- Active: 28 June 1937 – 23 September 1938
- Country: Poland
- Allegiance: Republican Spain
- Branch: International Brigades
- Type: Infantry battalion
- Part of: CL International Brigade XIII International Brigade
- Patron: José de Palafox, 1st Duke of Zaragoza
- Engagements: Spanish Civil War Battle of Brunete; Zaragoza Offensive; Battle of the Ebro;

= Palafox Battalion =

The Palafox Battalion was a volunteer unit of largely Polish and Spanish composition in the International Brigades during the Spanish Civil War. It was named after José de Palafox, a Spanish general who successfully fought French Napoleonic forces during the Peninsular War.

==History==
The Palafox Battalion was formed on 28 June 1937 as a unit of the CL International Brigade. On 4 August 1937, two of its companies were sent to reinforce the XIII International Brigade and the remaining companies followed on 12 October 1937. At that time the Palafox Battalion was merged with the Mickiewicz Battalion to form the 4th battalion of XIII International Brigade. It remained with the XIIIth Brigade until the International Brigades were demobilised on 23 September 1938.

It was formed from Poles, Soviet citizens, with a nucleus of Spanish volunteers from the Pasionaria Battalion and had a larger Soviet component than most battalions. It was commanded by a Major Tkachev, and most of the four companies were led by Red Army lieutenants. It also contained Jews, Ukrainians, Belarusians and Lithuanians.

==Organisation==
It had five companies of which No. 2 was a specifically Jewish unit.
- 1 Coy:
- 2 Coy: Naftalí Botwin
- 3 Coy: Adam Mickiewicz
- 4 Coy: Taras Szewczenko
- 5 Coy: Ludwik Warynski

===Adam Mickiewicz Company===

It was common practice in the International Brigades to build new battalions around existing veteran companies and the Palafox Battalion's third company was used as the nucleus for the Mickiewicz Battalion.

===Naftali Botwin Company ===

This company was formed of Jewish volunteers and was a sub-unit of the Palafox Battalion during the Spanish Civil War. It was named after Naftali Botwin, a Polish Jew who was executed in 1925 for killing a police informer.

===Background===
The idea of a separate Jewish unit was first put forward to Luigi Longo and André Marty in Albacete by "Albert Nahumi" (Arieh Weits), a French Communist Party leader in October 1936. The idea was well received and a call for volunteers went out. However, Nahumi died shortly afterwards and the idea was not progressed. A year later, the idea was resurrected and pressure was put on Longo and Marty by a group of influential Paris communists.

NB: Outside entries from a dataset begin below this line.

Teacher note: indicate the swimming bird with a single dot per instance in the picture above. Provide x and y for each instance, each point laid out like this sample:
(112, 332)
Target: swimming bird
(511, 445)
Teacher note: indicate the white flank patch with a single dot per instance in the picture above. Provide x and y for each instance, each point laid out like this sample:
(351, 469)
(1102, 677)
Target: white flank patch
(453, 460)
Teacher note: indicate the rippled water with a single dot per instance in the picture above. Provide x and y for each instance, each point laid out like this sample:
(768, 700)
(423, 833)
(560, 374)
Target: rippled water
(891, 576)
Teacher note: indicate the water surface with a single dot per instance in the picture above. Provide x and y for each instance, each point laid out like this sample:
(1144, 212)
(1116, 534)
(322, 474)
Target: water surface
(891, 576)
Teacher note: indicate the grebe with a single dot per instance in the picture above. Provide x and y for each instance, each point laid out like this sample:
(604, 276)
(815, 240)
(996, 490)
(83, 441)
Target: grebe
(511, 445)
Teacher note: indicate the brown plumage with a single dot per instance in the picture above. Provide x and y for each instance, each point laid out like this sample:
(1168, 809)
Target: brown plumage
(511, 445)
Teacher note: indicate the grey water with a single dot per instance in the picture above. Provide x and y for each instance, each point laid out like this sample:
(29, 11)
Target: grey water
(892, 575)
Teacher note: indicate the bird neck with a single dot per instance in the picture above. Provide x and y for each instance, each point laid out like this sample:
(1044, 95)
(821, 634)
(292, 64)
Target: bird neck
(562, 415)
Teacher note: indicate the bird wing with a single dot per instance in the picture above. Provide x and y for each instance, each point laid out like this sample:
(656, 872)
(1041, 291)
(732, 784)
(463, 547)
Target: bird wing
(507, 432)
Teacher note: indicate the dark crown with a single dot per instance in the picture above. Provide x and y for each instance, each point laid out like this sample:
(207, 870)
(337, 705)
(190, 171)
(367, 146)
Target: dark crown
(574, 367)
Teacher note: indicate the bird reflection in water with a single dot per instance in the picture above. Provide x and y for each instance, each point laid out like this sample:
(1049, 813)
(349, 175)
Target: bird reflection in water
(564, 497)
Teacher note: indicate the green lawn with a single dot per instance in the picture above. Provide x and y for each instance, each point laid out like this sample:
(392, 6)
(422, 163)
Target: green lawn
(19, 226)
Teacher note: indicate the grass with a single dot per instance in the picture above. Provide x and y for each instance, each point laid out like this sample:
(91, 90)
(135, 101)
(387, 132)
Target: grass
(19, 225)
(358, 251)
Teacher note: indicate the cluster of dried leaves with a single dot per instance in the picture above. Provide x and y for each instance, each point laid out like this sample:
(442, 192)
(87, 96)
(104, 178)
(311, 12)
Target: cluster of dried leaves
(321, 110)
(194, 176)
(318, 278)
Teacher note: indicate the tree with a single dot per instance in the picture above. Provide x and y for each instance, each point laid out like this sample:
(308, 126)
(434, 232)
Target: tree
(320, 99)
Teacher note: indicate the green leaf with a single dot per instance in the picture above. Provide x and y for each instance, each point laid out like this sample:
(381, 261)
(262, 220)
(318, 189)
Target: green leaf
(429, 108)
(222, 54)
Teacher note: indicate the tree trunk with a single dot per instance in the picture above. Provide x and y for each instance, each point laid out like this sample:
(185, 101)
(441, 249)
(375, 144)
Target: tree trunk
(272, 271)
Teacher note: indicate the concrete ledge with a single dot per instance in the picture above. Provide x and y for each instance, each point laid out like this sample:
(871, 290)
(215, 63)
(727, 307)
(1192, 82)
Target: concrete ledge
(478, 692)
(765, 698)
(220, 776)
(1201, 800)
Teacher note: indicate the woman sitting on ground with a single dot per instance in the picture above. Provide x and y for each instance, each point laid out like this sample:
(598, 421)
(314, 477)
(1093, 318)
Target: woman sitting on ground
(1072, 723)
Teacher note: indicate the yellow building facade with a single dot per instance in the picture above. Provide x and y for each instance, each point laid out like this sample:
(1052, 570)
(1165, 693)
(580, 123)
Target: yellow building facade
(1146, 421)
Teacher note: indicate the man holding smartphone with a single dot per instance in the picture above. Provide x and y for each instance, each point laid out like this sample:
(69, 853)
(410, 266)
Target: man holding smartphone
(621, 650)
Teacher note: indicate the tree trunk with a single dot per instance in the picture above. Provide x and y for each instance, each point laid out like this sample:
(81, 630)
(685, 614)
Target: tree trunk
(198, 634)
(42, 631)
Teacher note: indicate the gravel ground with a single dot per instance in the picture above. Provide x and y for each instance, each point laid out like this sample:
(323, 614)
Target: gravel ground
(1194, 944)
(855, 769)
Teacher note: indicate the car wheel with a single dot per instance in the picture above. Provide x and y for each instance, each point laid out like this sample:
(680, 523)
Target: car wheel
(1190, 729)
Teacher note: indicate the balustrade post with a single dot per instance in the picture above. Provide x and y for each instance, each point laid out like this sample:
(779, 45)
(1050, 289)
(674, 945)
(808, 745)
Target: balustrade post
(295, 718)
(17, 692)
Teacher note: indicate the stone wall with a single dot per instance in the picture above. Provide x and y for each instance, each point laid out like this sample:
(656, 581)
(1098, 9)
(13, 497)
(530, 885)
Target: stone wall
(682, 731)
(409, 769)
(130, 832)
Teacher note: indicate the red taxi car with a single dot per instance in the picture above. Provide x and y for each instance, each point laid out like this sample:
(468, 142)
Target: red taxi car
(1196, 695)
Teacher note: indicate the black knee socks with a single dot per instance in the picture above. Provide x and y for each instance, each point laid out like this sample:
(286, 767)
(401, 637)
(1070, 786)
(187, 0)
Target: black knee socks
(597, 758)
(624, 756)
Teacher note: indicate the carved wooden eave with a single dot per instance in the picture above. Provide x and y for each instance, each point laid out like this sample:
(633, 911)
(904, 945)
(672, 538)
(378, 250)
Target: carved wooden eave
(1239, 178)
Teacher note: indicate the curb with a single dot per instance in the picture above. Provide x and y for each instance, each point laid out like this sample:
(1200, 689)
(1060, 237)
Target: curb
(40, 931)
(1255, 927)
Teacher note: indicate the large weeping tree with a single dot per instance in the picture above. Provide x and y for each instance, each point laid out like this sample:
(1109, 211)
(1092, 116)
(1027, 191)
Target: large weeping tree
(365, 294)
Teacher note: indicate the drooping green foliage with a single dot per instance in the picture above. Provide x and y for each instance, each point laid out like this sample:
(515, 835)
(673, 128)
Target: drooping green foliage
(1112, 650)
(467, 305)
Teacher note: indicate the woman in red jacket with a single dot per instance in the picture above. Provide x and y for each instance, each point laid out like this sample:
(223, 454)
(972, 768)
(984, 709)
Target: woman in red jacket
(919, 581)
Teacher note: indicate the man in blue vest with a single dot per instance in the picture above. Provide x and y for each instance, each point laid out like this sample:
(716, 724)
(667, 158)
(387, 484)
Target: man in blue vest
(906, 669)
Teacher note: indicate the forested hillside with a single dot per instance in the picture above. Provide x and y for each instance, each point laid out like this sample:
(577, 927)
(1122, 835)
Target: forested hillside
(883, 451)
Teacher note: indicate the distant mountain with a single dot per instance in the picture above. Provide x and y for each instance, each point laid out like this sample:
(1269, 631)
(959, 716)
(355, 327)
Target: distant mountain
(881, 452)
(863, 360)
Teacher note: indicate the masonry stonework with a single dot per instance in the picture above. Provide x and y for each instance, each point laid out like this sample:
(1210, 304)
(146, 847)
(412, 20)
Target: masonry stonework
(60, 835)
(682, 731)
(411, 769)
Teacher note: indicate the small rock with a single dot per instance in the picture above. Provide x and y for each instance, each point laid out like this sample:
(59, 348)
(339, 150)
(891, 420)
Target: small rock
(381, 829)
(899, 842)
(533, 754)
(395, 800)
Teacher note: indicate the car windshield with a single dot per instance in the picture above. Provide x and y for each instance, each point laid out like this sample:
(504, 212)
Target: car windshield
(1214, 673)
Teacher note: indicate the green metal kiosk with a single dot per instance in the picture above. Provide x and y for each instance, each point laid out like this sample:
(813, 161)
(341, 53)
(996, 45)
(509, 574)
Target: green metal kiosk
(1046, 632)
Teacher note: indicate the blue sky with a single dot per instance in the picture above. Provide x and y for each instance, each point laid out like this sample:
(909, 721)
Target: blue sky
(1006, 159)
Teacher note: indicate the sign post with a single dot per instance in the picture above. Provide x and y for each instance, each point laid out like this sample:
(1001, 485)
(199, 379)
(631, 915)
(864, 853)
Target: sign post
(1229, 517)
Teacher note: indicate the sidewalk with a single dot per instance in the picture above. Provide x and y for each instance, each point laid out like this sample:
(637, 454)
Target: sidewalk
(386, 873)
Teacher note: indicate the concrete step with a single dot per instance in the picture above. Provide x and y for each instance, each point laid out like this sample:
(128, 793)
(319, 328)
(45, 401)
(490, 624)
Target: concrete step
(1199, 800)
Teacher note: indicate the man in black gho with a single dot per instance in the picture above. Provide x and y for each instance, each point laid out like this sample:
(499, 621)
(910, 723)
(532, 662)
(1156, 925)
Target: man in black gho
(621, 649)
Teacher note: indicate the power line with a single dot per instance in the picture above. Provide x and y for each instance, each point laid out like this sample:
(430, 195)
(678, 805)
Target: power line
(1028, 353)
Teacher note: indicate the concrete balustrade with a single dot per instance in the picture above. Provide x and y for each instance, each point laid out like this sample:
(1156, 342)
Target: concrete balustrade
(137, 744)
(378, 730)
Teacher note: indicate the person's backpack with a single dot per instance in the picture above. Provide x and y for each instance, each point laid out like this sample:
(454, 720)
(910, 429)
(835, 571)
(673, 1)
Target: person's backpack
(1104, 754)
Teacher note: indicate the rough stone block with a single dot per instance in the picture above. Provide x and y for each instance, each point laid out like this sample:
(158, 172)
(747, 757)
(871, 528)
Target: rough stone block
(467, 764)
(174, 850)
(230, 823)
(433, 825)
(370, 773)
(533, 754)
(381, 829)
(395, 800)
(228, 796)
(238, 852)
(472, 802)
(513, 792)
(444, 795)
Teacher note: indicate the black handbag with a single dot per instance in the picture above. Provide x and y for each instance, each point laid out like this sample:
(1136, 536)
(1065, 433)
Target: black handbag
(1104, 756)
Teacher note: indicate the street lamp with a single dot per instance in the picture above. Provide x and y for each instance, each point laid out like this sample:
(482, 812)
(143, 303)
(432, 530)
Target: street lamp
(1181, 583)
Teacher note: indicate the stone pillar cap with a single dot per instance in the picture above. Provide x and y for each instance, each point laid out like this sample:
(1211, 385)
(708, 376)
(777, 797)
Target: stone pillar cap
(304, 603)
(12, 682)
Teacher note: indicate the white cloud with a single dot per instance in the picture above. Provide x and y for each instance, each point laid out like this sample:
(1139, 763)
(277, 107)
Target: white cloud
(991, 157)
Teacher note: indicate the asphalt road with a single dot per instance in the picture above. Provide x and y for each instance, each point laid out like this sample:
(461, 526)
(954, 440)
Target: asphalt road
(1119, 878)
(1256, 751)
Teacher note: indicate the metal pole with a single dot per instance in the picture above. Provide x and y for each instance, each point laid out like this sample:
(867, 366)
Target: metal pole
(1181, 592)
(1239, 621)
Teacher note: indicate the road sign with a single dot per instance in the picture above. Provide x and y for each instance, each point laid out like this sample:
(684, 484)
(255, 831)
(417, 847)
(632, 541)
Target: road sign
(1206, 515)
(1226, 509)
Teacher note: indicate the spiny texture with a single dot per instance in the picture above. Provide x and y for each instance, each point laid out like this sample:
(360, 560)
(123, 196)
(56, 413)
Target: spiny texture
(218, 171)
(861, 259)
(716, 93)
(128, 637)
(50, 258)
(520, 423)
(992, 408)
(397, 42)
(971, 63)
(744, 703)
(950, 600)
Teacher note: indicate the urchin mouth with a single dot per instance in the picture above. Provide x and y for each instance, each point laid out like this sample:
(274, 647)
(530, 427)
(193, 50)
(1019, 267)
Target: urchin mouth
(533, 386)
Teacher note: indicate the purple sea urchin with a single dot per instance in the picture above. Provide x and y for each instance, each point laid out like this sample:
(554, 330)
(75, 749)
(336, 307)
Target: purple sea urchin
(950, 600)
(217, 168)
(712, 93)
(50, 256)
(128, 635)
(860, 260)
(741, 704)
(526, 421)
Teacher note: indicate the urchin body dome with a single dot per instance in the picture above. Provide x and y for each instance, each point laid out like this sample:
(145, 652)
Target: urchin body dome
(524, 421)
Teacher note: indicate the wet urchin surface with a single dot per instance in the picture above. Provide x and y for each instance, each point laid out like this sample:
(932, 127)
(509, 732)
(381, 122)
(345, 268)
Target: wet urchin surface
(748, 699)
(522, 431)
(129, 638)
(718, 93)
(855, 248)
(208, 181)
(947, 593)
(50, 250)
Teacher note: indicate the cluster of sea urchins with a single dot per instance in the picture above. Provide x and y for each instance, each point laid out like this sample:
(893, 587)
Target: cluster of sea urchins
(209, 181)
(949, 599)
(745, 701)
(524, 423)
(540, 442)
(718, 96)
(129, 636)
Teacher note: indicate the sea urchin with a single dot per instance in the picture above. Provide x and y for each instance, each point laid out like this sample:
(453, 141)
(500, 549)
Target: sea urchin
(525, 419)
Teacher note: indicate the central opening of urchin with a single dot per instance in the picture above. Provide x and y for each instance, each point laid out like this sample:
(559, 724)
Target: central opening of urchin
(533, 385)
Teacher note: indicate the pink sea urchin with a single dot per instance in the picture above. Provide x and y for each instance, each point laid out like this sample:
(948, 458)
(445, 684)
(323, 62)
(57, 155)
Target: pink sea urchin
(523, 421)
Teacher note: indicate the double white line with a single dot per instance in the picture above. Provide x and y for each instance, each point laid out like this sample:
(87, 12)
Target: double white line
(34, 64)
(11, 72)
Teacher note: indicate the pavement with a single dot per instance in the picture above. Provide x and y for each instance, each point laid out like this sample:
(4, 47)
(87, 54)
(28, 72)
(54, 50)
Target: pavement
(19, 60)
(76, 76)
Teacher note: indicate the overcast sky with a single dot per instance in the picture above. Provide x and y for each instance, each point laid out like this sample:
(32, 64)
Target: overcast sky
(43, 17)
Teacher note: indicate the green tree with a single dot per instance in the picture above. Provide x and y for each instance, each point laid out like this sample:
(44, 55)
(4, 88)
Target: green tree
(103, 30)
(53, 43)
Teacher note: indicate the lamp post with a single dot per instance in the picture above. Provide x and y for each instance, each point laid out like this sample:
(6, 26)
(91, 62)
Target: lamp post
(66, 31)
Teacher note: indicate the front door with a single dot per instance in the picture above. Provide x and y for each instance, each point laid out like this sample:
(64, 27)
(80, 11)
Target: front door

On 12 December 1937, the Naftali Botwin Company was established by renaming and reforming No. 2 Company of the Palafox Battalion into an officially Jewish unit. The new company had about 150 members from Poland, France, Belgium, Palestine and Spain. Its flag bore the Dabrowski motto ("For your freedom and ours") in Yiddish and Polish on one side, and in Spanish on the other. It also had its own anthem, Der March der Botvin-soldaten ("March of the Botwin Soldiers"). The lyrics were by Olek Nuss, who survived wounds in Spain only to be executed in Nazi-occupied France. It was published in Botwin, the journal of Yiddish-speaking soldiers in Spain, in November 1938.

===Political dimension===
By the end of 1937, the International Brigades were facing significant difficulties, both in Spain and abroad. Its supply of volunteers was drying up, as a result of high casualties and stories circulated by returning volunteers about harsh discipline and appalling conditions. The blockade on arms and materiel, organised by the Non-Intervention Committee was also having its effect. As Zaagsma writes: The International Brigade was one of the Comintern's most powerful propaganda tools ... Given the high proportion of Jews in the various communist parties, a Jewish fighting unit was a powerful propaganda tool.